LET SPgroups = TopRelation:Indices:S&P500Groups TOP 5 180 day correlation of SPgroups and SUNW SHOW 1: 180 day correlation of SPgroups and SUNW WHEN Date is SUNW last_data_day
We defined our variable “Spgroups” in the LET statement as all the S&P500Groups in the database. Then we told it to only return the TOP 5 highest correlations. In the SHOW statement, we want to see the correlations, and only on the most recent measurement which is the WHEN statement. XMIM will then, in a matter of seconds, rip through the correlation calculations for Sun Microsystems and 118 S&P Groups! The first answer we get (the highest correlated match) as you might have guessed is TECH.COMP that is the High-Tech Composite in the technology sector at a current 92% correlation:
Let variable values:
SPgroups=TECH.COMP
TOP 1 Using 0.921
Date Day 1
01/10/2002 Thu 0.9212
Avg 0.9212
AvgPos 0.9212
AvgNeg NaN
PctPos 100.0000
PctNeg 0.0000
Maximum 0.9212
Minimum 0.9212
StdDev NaN
ZStat NaN
Variance NaN
1 OccurrenceAn important note to make here is that you are looking at the most current 180 day correlation which is only the most current measurement. It has no regard for the variance, standard deviation, or average of the historical moving correlation. If you wanted to see what the correlation looks like for the last 2 years instead of just the most current instance, you can run the query below:
SHOW
1: 180 day correlation of TECH.COMP and SUNW
WHEN
Date is within 2 years
Avg 0.7905
AvgPos 0.8219
AvgNeg -0.0433
PctPos 96.3671
PctNeg 3.6329
Maximum 0.9706
Minimum -0.0735
StdDev 0.2892
ZStat 2.7333
Variance 0.0836
523 OccurrencesYou will notice that the average (Avg) of the moving 180 day correlation is significantly lower due to the fact that the user is taking into account 523 data points as opposed to just 1. It turns out that the two series are still at an 80% correlation with a small standard deviation therefore leaving the match still valid.

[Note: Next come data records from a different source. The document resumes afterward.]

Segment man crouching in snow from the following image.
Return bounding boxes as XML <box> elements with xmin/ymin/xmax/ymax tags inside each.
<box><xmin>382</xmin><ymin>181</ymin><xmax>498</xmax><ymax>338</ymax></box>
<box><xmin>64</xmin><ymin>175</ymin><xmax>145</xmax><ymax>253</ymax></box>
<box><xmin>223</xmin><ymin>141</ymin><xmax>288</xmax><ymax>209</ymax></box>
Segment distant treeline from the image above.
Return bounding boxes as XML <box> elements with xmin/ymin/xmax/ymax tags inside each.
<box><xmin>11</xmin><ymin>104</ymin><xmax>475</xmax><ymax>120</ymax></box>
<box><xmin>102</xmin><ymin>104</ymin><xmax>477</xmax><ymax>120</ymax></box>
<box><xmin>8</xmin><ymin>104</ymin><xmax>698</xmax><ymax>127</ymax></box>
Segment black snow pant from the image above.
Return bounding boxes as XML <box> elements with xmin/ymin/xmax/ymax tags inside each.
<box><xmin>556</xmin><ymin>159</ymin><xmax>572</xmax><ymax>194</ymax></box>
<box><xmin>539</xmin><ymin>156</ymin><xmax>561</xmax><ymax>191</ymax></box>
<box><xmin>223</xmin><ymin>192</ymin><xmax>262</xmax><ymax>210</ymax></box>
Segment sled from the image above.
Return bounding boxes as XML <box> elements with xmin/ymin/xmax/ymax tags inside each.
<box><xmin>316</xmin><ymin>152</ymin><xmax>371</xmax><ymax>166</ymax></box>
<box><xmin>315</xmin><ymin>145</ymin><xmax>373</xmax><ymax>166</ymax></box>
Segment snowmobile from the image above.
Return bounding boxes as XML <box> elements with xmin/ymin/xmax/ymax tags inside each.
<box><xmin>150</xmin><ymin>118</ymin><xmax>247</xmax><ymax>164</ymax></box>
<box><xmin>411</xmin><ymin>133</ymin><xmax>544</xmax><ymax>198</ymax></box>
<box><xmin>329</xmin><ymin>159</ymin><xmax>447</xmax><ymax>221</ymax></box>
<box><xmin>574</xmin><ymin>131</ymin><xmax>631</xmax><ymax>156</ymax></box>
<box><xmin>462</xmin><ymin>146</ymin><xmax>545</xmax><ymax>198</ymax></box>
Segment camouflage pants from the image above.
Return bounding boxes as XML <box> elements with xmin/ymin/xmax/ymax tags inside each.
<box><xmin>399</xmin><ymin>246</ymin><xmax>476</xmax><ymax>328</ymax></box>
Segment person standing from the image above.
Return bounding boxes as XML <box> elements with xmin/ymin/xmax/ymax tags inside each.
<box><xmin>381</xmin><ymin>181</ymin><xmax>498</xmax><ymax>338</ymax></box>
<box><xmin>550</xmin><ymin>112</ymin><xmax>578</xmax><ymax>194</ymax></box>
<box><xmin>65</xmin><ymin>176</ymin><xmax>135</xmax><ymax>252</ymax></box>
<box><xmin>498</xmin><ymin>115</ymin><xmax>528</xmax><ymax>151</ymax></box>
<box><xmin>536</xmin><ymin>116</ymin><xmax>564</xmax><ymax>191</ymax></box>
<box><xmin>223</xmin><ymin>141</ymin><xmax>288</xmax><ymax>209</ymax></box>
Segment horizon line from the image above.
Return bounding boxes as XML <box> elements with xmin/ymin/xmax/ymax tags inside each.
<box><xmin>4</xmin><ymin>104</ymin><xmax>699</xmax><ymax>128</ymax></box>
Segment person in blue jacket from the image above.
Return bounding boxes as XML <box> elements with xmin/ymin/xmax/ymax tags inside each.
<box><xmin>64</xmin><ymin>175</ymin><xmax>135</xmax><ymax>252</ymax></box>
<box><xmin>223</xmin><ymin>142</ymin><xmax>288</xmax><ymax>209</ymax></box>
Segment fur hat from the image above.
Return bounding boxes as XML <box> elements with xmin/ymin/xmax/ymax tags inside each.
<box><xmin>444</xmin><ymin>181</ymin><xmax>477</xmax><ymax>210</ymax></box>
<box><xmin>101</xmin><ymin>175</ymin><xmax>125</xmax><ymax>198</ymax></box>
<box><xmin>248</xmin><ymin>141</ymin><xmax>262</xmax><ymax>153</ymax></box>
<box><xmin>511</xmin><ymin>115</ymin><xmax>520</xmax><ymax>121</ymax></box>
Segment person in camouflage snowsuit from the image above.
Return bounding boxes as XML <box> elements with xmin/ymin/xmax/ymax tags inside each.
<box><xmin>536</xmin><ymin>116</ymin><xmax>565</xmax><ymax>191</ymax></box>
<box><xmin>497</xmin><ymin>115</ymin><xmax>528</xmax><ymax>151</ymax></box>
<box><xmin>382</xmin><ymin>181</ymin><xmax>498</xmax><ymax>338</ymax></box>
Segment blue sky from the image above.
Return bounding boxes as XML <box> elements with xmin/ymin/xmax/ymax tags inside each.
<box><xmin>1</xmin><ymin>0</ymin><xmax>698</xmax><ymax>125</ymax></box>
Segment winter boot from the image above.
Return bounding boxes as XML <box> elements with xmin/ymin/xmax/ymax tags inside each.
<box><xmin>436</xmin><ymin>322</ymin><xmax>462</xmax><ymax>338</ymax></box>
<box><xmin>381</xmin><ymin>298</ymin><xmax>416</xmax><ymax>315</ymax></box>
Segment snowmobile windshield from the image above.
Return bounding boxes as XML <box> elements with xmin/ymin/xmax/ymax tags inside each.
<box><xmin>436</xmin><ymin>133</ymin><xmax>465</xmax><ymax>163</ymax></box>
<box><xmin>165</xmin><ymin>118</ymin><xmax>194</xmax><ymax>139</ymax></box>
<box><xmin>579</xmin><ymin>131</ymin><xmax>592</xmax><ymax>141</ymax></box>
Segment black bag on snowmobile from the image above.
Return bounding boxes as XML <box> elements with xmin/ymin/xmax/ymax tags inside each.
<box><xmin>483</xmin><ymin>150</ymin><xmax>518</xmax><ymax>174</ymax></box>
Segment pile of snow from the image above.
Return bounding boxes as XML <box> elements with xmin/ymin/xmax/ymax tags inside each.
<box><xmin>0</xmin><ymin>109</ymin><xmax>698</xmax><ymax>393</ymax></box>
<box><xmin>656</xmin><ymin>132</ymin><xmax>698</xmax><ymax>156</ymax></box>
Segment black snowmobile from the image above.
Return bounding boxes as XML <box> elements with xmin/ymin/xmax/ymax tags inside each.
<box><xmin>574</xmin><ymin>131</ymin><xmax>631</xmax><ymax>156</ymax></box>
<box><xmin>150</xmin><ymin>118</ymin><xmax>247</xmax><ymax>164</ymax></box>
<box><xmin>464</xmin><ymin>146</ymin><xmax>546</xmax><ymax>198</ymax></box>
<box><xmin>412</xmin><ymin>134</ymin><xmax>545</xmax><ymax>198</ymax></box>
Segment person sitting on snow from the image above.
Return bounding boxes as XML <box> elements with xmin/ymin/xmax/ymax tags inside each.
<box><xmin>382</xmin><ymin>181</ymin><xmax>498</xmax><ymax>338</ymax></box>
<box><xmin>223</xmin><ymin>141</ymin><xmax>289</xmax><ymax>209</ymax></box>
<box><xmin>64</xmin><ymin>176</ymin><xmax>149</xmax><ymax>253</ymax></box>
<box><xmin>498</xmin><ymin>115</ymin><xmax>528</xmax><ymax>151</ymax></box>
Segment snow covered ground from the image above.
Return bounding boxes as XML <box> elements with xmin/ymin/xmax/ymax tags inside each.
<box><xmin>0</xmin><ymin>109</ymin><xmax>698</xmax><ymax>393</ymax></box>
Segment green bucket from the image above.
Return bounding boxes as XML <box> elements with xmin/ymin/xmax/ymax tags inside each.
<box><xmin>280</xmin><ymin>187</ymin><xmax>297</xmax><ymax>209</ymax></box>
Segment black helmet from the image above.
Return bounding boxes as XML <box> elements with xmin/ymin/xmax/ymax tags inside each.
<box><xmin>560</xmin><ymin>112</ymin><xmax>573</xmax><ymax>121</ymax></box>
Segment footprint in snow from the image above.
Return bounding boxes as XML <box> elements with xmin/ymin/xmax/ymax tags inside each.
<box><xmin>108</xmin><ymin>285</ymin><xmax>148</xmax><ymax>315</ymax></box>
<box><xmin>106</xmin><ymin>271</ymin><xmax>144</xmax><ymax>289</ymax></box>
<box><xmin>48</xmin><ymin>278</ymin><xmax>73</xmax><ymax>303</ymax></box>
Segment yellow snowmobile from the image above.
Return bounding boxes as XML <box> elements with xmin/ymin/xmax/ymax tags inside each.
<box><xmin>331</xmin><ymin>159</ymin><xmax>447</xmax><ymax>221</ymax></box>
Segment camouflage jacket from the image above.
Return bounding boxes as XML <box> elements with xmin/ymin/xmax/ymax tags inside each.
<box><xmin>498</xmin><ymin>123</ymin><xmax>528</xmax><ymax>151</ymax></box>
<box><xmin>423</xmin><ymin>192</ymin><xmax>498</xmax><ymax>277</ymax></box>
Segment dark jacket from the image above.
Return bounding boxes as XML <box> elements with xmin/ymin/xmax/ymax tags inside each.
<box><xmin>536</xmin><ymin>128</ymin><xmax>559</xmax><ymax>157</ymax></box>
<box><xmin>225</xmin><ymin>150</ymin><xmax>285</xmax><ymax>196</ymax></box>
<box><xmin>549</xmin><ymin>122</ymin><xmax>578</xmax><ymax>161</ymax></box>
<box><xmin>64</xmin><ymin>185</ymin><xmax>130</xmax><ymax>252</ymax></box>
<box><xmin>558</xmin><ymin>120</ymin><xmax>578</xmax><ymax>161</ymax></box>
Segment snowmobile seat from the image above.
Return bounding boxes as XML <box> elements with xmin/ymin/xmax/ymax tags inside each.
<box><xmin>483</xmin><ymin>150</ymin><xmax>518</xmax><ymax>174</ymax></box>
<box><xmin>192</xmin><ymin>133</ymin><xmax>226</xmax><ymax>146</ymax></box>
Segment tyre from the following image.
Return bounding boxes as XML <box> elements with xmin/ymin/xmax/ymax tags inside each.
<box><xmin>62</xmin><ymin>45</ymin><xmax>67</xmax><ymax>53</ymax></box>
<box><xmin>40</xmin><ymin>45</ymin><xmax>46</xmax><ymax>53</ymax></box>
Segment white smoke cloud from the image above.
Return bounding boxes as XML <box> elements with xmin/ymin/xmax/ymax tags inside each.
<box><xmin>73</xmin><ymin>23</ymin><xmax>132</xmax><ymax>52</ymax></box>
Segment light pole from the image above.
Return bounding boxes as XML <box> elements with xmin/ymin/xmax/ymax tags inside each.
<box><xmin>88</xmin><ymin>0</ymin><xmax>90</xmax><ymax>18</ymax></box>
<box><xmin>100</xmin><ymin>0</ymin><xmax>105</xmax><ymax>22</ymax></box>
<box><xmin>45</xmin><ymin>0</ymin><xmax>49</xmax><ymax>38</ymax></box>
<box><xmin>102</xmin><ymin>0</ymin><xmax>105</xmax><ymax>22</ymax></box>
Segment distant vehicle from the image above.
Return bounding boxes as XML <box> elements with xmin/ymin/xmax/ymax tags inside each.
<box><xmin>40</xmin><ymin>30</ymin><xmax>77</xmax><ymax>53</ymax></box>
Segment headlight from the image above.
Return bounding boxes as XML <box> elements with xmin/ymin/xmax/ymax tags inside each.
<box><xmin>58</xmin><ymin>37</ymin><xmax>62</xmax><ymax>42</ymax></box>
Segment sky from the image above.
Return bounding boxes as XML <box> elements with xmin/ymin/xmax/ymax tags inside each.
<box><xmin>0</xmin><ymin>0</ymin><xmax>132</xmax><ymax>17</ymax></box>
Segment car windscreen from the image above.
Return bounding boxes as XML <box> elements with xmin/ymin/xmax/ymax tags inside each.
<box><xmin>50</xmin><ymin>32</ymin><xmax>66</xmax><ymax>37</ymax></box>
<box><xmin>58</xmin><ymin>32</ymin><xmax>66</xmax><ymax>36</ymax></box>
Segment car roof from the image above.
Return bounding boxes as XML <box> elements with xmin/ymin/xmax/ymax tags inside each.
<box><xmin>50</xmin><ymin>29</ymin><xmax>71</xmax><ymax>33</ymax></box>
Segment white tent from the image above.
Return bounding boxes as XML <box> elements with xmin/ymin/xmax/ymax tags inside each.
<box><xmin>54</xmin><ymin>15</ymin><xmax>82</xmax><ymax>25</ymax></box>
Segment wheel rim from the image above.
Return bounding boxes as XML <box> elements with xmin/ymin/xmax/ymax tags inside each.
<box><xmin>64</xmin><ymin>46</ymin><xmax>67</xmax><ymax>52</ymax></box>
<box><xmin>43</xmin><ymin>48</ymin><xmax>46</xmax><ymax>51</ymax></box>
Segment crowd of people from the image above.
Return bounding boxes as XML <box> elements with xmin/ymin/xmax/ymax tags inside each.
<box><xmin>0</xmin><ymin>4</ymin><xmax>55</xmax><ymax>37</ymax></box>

[1] “180 days” is traditionally taught as a standard time frame for measuring a correlation. Again, it is important to note that measurement time frames will vary dependant upon the goals of the trader or his/her beliefs about market movements.
[2] The theory behind this signal is based on the belief that YHOO and SUNW have, or should have, a high historical correlation. If that correlation were to drop below a certain level, that could preclude the need for corrective price action in these two stocks.